Rasulullah ﷺ juga bersabda:
«المسلمون شركاء في ثلاث: الماء والكلأ والنار»
“Kaum muslimin berserikat dalam tiga hal: air, padang rumput, dan api.”
(HR. Abu Dawud)
Islam juga menegaskan bahwa harta tidak boleh hanya berputar di kalangan kaya. Oleh karena itu, fokus politik ekonomi Islam bukan pertumbuhan semu seperti kapitalisme, tetapi pemerataan akses terhadap kekayaan. Negara dalam Islam bukan calo tenaga kerja, tetapi pemberi akses produksi. Dengan rakyat memiliki tanah, alat produksi, dan sumber daya, mereka tidak lagi menggantungkan nasib pada lowongan kerja atau program magang yang sifatnya sementara.Prinsip ini ditegaskan pula dalam Al-Qur’an:
﴿كَيْ لَا يَكُونَ دُولَةً بَيْنَ الْأَغْنِيَاءِ مِنْكُمْ﴾ “
agar harta itu tidak hanya berputar di antara orang-orang kaya saja di antara kalian.” (QS. Al-Hasyr: 7)
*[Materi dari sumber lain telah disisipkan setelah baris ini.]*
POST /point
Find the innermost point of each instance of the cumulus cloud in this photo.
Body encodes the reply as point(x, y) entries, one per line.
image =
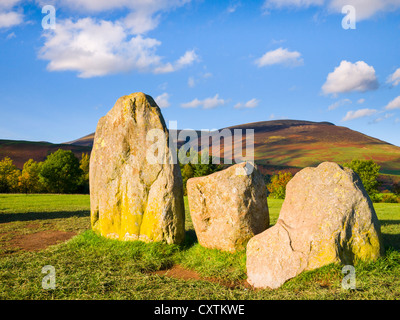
point(349, 77)
point(351, 115)
point(187, 59)
point(9, 16)
point(249, 104)
point(394, 78)
point(280, 56)
point(208, 103)
point(338, 104)
point(143, 16)
point(95, 47)
point(162, 100)
point(365, 9)
point(394, 104)
point(277, 4)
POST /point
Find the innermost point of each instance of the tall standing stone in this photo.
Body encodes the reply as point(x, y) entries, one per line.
point(326, 217)
point(132, 198)
point(228, 207)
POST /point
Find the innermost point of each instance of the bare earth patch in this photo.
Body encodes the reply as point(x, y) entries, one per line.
point(39, 240)
point(179, 272)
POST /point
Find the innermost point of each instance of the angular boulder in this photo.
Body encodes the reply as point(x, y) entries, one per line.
point(132, 198)
point(228, 207)
point(326, 217)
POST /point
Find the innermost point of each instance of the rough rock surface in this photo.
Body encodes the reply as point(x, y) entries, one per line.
point(228, 207)
point(326, 217)
point(131, 198)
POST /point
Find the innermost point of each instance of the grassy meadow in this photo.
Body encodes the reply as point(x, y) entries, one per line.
point(91, 267)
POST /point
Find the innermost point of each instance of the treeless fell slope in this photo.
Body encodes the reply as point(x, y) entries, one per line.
point(293, 143)
point(279, 144)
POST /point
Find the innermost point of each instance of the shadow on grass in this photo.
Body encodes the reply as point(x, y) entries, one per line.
point(190, 239)
point(31, 216)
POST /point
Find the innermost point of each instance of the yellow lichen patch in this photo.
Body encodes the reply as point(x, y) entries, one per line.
point(366, 247)
point(150, 227)
point(323, 252)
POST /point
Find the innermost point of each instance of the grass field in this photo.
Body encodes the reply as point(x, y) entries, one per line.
point(91, 267)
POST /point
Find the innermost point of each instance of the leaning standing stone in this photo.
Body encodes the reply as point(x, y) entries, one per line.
point(228, 207)
point(326, 217)
point(131, 198)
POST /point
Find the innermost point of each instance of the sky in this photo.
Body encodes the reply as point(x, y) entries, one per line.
point(208, 64)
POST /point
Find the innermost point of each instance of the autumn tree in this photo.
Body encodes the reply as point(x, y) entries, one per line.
point(61, 172)
point(29, 181)
point(368, 171)
point(277, 186)
point(9, 176)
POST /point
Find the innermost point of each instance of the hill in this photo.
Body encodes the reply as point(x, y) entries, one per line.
point(278, 145)
point(21, 151)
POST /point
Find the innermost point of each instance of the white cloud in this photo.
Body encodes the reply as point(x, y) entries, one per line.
point(97, 48)
point(208, 103)
point(143, 16)
point(249, 104)
point(270, 4)
point(94, 47)
point(349, 77)
point(162, 100)
point(351, 115)
point(280, 56)
point(187, 59)
point(338, 104)
point(8, 16)
point(365, 9)
point(386, 116)
point(394, 104)
point(394, 78)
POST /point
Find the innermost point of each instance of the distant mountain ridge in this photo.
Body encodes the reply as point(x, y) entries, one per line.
point(278, 145)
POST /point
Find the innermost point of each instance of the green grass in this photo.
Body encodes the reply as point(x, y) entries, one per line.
point(91, 267)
Kesimpulannya, magang berbayar bukan solusi hakiki. Ia hanya menambal luka yang ditimbulkan oleh sistem kapitalisme. Islam datang bukan untuk memperbaiki sistem tambal sulam itu, tetapi untuk menggantinya dengan sistem yang memastikan martabat, kemandirian, dan pemerataan akses kekayaan bagi seluruh rakyat. Dengan sistem Islam, generasi muda tidak disiapkan hanya untuk menjadi buruh patuh, tetapi menjadi penjaga peradaban dan pengelola kekayaan umat.